War Scene for Dorothy

A barrage starts up one hazy morning with rat-tat-tats & single shots fired & breathless men looking out through slits in what cover they’ve taken. Tracers focus the mind. What mind wanders under shrapnel’s apocalyptic hailing with bodies of silhouetted men coming into view between drifts of smoke?
I wrote “Mother’s Courage” as a teen to show a siege on a hospital as a despicable act of groupthink. Men find themselves in the throes of renal failure without knowing what’s happening to them. Maimed by booby traps & mines & machine-gun fire, men watch for the ramifications of trauma reaching like branches across lifetimes, until Ms. Haberfield says, “Please no more war scenes. If you must write about an experience that belongs to others, write about your parents’ courtship. Write what you know to be true without making anything up. When your access to their real lives runs out, write how running out makes you feel. Jot down interview questions whether you ask them. And yes, do speculate about their relationship, just let your reader know you’re speculating. Avoiding violence at all costs, may the limitations of your knowledge be the subject of your art today & ever after.”
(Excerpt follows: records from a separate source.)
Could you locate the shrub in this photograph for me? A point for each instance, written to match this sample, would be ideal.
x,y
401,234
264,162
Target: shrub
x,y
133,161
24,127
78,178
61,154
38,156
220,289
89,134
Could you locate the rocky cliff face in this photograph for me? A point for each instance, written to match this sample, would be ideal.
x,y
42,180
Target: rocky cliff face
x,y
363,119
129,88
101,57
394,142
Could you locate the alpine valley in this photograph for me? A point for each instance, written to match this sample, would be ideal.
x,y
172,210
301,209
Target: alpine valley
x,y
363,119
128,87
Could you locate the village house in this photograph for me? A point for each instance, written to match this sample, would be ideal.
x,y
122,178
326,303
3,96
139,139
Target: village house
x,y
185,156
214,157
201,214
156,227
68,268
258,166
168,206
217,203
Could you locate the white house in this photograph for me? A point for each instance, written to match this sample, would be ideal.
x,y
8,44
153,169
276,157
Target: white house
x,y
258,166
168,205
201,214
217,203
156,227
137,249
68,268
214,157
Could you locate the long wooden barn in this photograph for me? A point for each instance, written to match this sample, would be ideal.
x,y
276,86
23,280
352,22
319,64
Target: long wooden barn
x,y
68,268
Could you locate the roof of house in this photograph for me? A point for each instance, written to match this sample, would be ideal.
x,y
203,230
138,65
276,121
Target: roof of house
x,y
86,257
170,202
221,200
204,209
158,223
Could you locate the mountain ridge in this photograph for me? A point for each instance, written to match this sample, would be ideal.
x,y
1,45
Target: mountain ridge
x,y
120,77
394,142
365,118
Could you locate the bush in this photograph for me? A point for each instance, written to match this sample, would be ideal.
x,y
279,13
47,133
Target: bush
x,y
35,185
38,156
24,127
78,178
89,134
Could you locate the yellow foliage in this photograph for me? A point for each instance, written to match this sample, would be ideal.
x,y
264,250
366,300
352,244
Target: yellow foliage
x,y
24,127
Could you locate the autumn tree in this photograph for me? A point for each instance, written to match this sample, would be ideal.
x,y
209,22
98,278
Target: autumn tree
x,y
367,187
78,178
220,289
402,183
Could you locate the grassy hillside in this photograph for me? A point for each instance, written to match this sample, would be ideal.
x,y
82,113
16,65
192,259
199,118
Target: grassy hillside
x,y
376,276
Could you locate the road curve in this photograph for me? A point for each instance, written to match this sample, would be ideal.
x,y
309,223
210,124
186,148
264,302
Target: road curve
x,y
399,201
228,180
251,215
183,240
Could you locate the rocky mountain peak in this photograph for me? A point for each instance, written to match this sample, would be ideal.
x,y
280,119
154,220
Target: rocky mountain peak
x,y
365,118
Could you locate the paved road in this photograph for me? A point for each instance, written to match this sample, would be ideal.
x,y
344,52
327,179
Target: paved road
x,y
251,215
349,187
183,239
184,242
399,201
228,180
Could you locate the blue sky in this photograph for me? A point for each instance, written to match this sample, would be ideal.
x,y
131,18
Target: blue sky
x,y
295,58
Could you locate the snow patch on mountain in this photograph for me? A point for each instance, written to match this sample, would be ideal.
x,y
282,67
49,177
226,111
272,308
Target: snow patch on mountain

We pack their wounds so true rescuers may lug them out on canvas-covered stretchers once set to fathers’ sawhorses and now serving as operating tables. Despite the amputees among us, we try not to judge those pushing their way forward as sirens wail & the wind of whirring propellers mashes hair to heads & scant vegetation to dead, gray earth. It’s the first day of the Tet Offensive, the week I am born, and my mother and not my father (in my swapping of their roles) is winning the Bronze Star Medal for her ability to enplane dozens of casualties under enemy fire. I make him her and her him and her him again. They are the memory of someone forgotten. The medal, solid bronze, sits on the mantel in the little yellow ranch house on Doria Avenue in Lomita, California.